Agents in Scrubs: Designing for the Complex Realities of Healthcare // Sarah Gebauer // Agents in Production 2025
speaker

Dr. Sarah Gebauer is a practicing physician and healthcare AI evaluation expert with a unique combination of clinical expertise and technical assessment knowledge. As the founder of Validara Health, she bridges the gap between medical practice and artificial intelligence through rigorous, clinically relevant evaluation frameworks.
Dr. Gebauer's experience spans over a decade of clinical practice, health technology consulting for dozens of start-ups, and most recently, research at the RAND Corporation on AI evaluation for biosecurity risks. Her work encompasses both the potential and risks of AI in healthcare, with particular expertise in AI biosecurity assessment and validation methodologies for clinical applications.
As the founder of Machine Learning for MDs, Dr. Gebauer has built a thriving community of 500+ physicians developing their AI skills. Her weekly Substack newsletter on the intersection of AI and healthcare has grown to over 1000 subscribers since its launch in 2023, establishing her as a thought leader connecting clinical and technical domains.
Previously, Dr. Gebauer held multiple leadership positions at UCHealth and the University of New Mexico health system. She attended Stanford Medical school, completed anesthesiology residency at UC-San Francisco, and a Hospice and Palliative Medicine fellowship at the Institute for Palliative Medicine. She holds a Graduate Certificate in Clinical Informatics from OHSU.
Dr. Gebauer's published work on AI benchmarking and evaluation has appeared in Nature, BMJ, and other leading publications. She brings a physician's perspective to the technical challenges of validating healthcare AI—focusing not just on what these systems can do, but what they should do to meaningfully improve patient care.
SUMMARY
Deploying AI agents in healthcare isn’t just a technical challenge—it’s a clinical one. As a physician working at the intersection of care delivery and machine intelligence, I’ll walk through what it really takes to make agents useful, safe, and credible in high-stakes environments like hospitals and clinics. This talk will focus on: What makes healthcare environments uniquely hard for agents—ambiguity, interruptions, human variability, and risk tolerance Why typical evaluation metrics often miss the mark, and what to measure instead (think: harm reduction, workflow fit, and appropriate escalation) How to scope agent autonomy to reflect the real-world roles of nurses, physicians, and support staff Where agents can shine in augmenting clinical work—and where they’re likely to fail without robust oversight
TRANSCRIPT
Adam Becker [00:00:00]: [Music]
Adam Becker [00:00:08]: Wonderful. Thank you so much. And thank you everyone. It's a pleasure to be here with you. So when I talk to engineers about AI agents in healthcare, a lot of times I get a question along the lines of, well, I think agent based tools in healthcare are like kind of a clear upgrade from humans. Like, of course they're going to be better or anything in healthcare is a legal and logistical nightmare and I never want to deal with it. So if you're on one of those two extremes, I have great news for you. And that is that we already in medicine have a way to use unproven agents in healthcare.

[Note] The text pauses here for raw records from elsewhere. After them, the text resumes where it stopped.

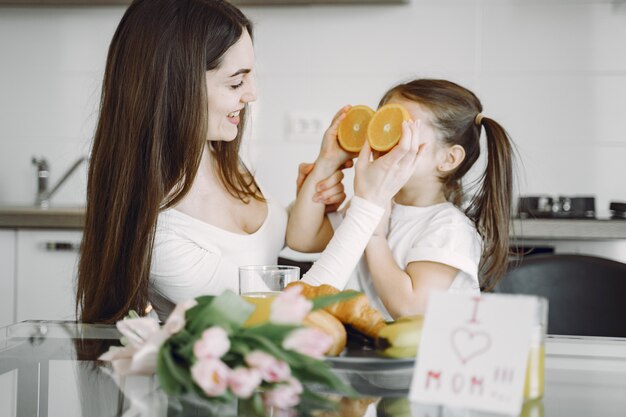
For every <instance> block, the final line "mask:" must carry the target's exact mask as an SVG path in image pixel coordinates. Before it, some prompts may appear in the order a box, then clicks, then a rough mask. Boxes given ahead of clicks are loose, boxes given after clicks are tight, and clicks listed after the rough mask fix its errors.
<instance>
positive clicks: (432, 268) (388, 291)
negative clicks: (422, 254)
mask: <svg viewBox="0 0 626 417" xmlns="http://www.w3.org/2000/svg"><path fill="white" fill-rule="evenodd" d="M365 254H366V258H367V266H368V268H369V271H370V274H371V276H372V281H373V283H374V288H375V289H376V292H377V293H378V296H379V297H380V300H381V301H382V302H383V304H384V306H385V308H386V309H387V311H388V312H389V314H391V316H392V317H393V318H394V319H395V318H398V317H402V316H410V315H414V314H424V312H425V311H426V303H427V302H428V297H429V296H430V294H431V292H432V291H434V290H444V291H445V290H447V289H448V288H449V287H450V285H452V281H454V278H455V277H456V274H457V273H458V272H459V270H458V269H456V268H454V267H452V266H449V265H445V264H442V263H438V262H427V261H417V262H410V263H409V264H408V266H407V268H406V270H403V269H402V268H400V267H399V266H398V264H397V263H396V261H395V259H394V258H393V255H392V253H391V249H390V248H389V243H388V242H387V238H386V237H385V235H382V234H377V235H374V236H372V239H371V240H370V242H369V243H368V245H367V247H366V249H365Z"/></svg>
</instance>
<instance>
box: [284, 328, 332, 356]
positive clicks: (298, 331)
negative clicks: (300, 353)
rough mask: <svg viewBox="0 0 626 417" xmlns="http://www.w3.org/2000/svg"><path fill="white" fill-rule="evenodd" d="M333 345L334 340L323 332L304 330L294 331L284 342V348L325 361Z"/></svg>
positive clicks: (285, 348)
mask: <svg viewBox="0 0 626 417" xmlns="http://www.w3.org/2000/svg"><path fill="white" fill-rule="evenodd" d="M332 345H333V338H332V337H331V336H329V335H327V334H326V333H324V332H323V331H321V330H318V329H311V328H302V329H296V330H294V331H292V332H291V333H290V334H289V336H287V338H286V339H285V340H284V341H283V348H285V349H290V350H294V351H296V352H298V353H301V354H303V355H307V356H311V357H313V358H315V359H323V358H324V353H326V352H327V351H328V349H330V347H331V346H332Z"/></svg>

Sarah Gebauer [00:00:47]: We have medical residents and those are basically untrained agents who, who operate mostly autonomously with safeguards in place. And so we have this great framework that's been honed over hundreds of years and we're able to use that framework to deploy AI agents in a very similar way and using a lot of the lessons that we've learned with a lot of mistakes over the last decade or last hundred to thousand years or so. So medical residents start right after medical school. They have never really been on their own. When I started as a medical resident, I was given a pager and a list of patients and told to go see them and give them whatever medicines they needed with absolutely no instruction. And you can imagine that there are many mistakes when that happens, some of them mine, some of them by other people, but basically they're kind of partially trained agents and they're constantly learning and constantly making decisions and mostly under some kind of supervision. So they also usually have great test scores. I've been an attending physician, I've trained lots of residents.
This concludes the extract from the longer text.